[HN Gopher] Consistently faster and smaller compressed bitmaps w...
___________________________________________________________________
Consistently faster and smaller compressed bitmaps with Roaring
(2016)
Author : hambandit
Score : 50 points
Date : 2024-11-01 18:57 UTC (7 days ago)
(HTM) web link (arxiv.org)
(TXT) w3m dump (arxiv.org)
| o11c wrote:
| Title is confusing: this is not about the original "Roaring", but
| an extension of it called "Roaring+Run".
|
| Here, "bitmap" = "set of sometimes-compact integers". The
| "uncompressed" and several "rle" implementations are obvious. Hm,
| except this only seems to be talking about a particularly-naive
| RLE approach (suitable for storage but not computation)? If
| you're doing computation I expect you to use absolute offsets
| rather than relative ones which means you can just do binary
| search (the only downside of this is that you can't use variable-
| length integers now).
|
| Roaring is just a fixed 2-level trie, where the outer node is
| always an array of pointers and where the inner nodes can be
| either uncompressed bitvectors (if dense) or an array of low-half
| integers (if sparse). Also, it _only_ works for 32-bit integers
| at a fundamental level; significant changes are needed for 64-bit
| integers.
|
| This paper adds a third representation for the inner node, the
| bsearch'able absolute RLE method I mentioned earlier (before even
| reading the paper beyond the abstract).
|
| Overall there's neither anything novel nor anything particularly
| exciting about this paper, but if you ignore all the self-
| congratulations it might work as a decent intro to the subject?

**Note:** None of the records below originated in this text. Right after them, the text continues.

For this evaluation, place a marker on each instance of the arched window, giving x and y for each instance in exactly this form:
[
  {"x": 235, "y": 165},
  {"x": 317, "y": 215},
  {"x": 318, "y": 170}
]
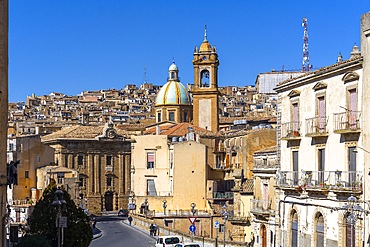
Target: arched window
[
  {"x": 294, "y": 229},
  {"x": 319, "y": 230},
  {"x": 204, "y": 78},
  {"x": 350, "y": 230}
]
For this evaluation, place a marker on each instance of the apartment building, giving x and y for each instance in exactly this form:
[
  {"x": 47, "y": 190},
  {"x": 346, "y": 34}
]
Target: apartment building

| Except maybe not since there are a lot of things it fails to
| mention (the ping-pong problem, deduplicated tries, the approach
| of using a separate set for sparse values in the same range, the
| "overall sparse but locally semi-dense" representation that uses
| fixed-size single-word bitsets, ...)
| Drup wrote:
| You seem well versed into that corner. Do you have a good (and
| reasonably complete) introduction/exploration for these memory-
| efficient data-structure for computation ?
|
| I've been working on memory representation of algebraic data
| types quite a bit, and I've always wondered if we could combine
| them with succinct data-structures.
| pram wrote:
| Theres actually a whole website about it! I found it useful
| when I was doing deeper research into ElasticSearch:
| https://roaringbitmap.org
| pncnmnp wrote:
| Hey everyone, if you're looking for a more approachable guide on
| bitmap compression, I wrote a blog post on it this year:
| https://pncnmnp.github.io/blogs/roaring-bitmaps.html. It covers
| run-length encoding, BBC, WAH, Concise, and even Roaring Bitmaps.
| skybrian wrote:
| That's a good read, thanks! The history is interesting, but in
| practice, I'm wondering if there's any reason not to skip it
| and just learn about roaring bitmaps?
| pncnmnp wrote:
| Absolutely! For inspiration on how roaring bitmaps can be
| used in practice, check out https://roaringbitmap.org/. The
| blog post is part of a book I am writing on obscure data
| structures (https://pncnmnp.github.io/blogs/dsa-book.html),
| so explaining the history was a way to dive into the
| evolution of this topic and the limitations of each
| implementation, in order to motivate a SOTA.
| softwaredoug wrote:
| Roaring bitmaps are really useful for doing phrase search in
| search engines.
|
| Basically you can find cases where one term is immediately before
| another by left shifting the right terms roaring encoded
| positions in all documents and bitwise-anding the similarly
| roaring-encoded payload of the preceding term. All with a highly
| compressed representation of term positions.
|
| With something like numpy you can do this in a handful of logical
| operations in python.
|
| https://softwaredoug.com/blog/2024/01/21/search-array-phrase...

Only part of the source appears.